CIRCLE INTERNET GROUP INC CLASS A (CRCL)
Sector: Information Technology
2026 Annual Meeting Analysis
CIRCLE INTERNET GROUP INC CLASS A · Meeting: May 14, 2026
Directors FOR
3
Directors AGAINST
0
Say on Pay
FOR
Auditor
FOR
Director Elections
Election of Three Class I Directors
Allaire is the co-founder and CEO who has served as a director since 2013, but Circle only became a public company in June 2025, so no meaningful multi-year public market TSR record exists against which to apply the underperformance trigger; he has no overboarding issues, attendance is above 75%, and his qualifications as co-founder and CEO are directly relevant to the company's business.
Broderick joined the board in June 2023, fewer than 36 months before this meeting, and Circle only went public in June 2025, meaning there is no public-market TSR record spanning his tenure sufficient to trigger the underperformance test; he holds one other public company board seat (Bank of Montreal), well below the four-seat overboarding threshold, attendance exceeded 75%, and his risk management background at Goldman Sachs is directly relevant.
Neville is a co-founder who joined the board in 2016, but Circle only began trading as a public company in June 2025, so no public-market TSR record is available against which to apply the underperformance trigger; he holds no other public company board seats, attendance exceeded 75%, and his founding role and technology expertise are clearly relevant; the proxy discloses that an adult child of his is employed by Circle in a non-executive role, but the board determined Mr. Neville did not participate in hiring or compensation decisions for that individual, and the board has classified him as independent, which we accept given the limited materiality of the relationship.
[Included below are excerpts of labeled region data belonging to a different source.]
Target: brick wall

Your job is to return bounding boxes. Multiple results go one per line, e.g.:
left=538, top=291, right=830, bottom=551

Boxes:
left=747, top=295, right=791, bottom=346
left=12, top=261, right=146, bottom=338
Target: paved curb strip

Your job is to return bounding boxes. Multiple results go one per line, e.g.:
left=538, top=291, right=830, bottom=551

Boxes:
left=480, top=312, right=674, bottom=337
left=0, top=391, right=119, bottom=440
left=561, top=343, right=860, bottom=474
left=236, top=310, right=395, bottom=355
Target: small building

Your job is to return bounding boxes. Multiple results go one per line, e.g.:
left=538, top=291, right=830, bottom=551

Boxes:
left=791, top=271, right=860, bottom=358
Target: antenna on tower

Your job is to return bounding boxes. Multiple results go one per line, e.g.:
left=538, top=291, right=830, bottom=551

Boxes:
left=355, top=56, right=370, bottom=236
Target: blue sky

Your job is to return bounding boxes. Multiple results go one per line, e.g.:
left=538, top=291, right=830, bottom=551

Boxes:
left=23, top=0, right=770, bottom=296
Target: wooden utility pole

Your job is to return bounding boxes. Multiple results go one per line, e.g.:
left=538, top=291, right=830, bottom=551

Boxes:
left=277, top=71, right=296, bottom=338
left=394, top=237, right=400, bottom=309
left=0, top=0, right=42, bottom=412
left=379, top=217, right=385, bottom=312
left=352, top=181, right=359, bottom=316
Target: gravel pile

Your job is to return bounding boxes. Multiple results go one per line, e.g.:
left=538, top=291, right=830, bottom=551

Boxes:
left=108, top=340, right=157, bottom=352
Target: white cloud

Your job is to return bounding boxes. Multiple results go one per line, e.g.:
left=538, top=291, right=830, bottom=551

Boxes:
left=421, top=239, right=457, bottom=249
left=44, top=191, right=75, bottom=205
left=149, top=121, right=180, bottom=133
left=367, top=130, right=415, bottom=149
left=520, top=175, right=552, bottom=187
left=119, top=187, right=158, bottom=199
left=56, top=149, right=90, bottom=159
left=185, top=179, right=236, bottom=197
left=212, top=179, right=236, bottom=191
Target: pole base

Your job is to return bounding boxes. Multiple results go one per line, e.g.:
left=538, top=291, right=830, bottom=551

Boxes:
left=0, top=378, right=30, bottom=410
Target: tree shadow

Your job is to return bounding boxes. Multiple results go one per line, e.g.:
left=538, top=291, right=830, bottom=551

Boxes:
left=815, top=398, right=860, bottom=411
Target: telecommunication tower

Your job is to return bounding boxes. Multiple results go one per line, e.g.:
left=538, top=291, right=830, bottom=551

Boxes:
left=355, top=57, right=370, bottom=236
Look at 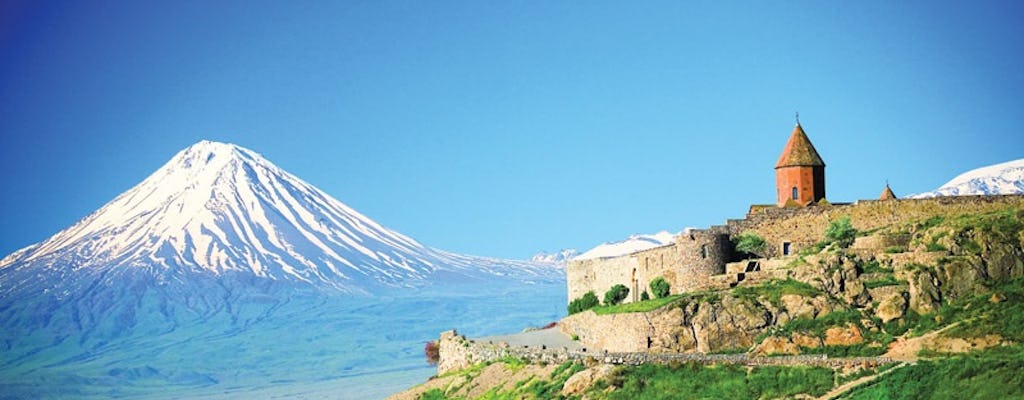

All three Class I nominees pass the policy screens: Circle only became a public company in June 2025 so no multi-year public TSR record exists, none of the directors are overboarded, all attended at least 75% of meetings, and each has relevant qualifications for a fintech/digital-assets company. Vote FOR all three.
Say on Pay
✓ FORCEO
Jeremy Allaire
Total Comp
$16,260,836
Prior Support
N/A
This is Circle's inaugural say-on-pay vote as a newly public company (IPO June 2025), so there is no prior-year vote result to weigh. The CEO's total reported pay of approximately $16.3 million is elevated but reflects a year in which the company completed a $1.2 billion IPO, grew revenue 64% year-over-year, and grew Adjusted EBITDA 104%; the company states that over 90% of executive pay is variable and at-risk, with equity grants vesting over multi-year schedules, which satisfies the pay-mix requirement that at least 50-60% of compensation be performance-driven. The company discloses a meaningful clawback policy compliant with SEC and NYSE rules, maintains stock ownership requirements of five times base salary for the CEO, and the short-term incentive plan uses formulaic Adjusted EBITDA targets with disclosed thresholds, representing measurable performance conditions rather than discretionary payouts.
Auditor Ratification
✓ FORAuditor
Deloitte & Touche LLP
Tenure
N/A
Audit Fees
$5,874,885
Non-Audit Fees
$1,589,508
Non-audit fees (audit-related fees of $1,565,583 plus tax fees of $23,925 plus other fees of $3,790, totaling approximately $1,593,298) represent roughly 27% of audit fees of $5,874,885, well below the 50% threshold that would raise independence concerns; auditor tenure is not disclosed in the proxy so the tenure trigger cannot fire per policy; Deloitte is a Big Four firm appropriate for a $17 billion market-cap company; no material restatements are disclosed.
Actual Vote Results
Meeting held May 14, 2026
Director Elections
| Nominee | % FOR | Votes For | Withheld / Against | Result |
|---|---|---|---|---|
| Craig Broderick | 97.1% | 141.2M | 4.2M | ✓ Elected |
| Jeremy Allaire | 96.9% | 141.0M | 4.4M | ✓ Elected |
| P. Sean Neville | 89.6% | 130.2M | 15.1M | ✓ Elected |
Broker non-votes: 56.4M
Say on Pay
For 144.0M · Against 1.3M · Abstain 401,715
Auditor Ratification
For 201.6M · Against 154,559 · Abstain 405,654
Other Proposals
Proposal 3
Advisory Vote to Approve the Frequency of Future Advisory Votes on Named Executive Officer Compensation
Overall Assessment
Circle's inaugural annual meeting as a public company presents a straightforward ballot: all three director nominees pass policy screens given the absence of a public TSR record (the company IPO'd in June 2025), Deloitte's non-audit fee ratio is well within acceptable bounds, and the executive compensation program reflects a strong pay-for-performance structure with over 90% variable pay and a compliant clawback policy. We vote FOR all proposals on the ballot.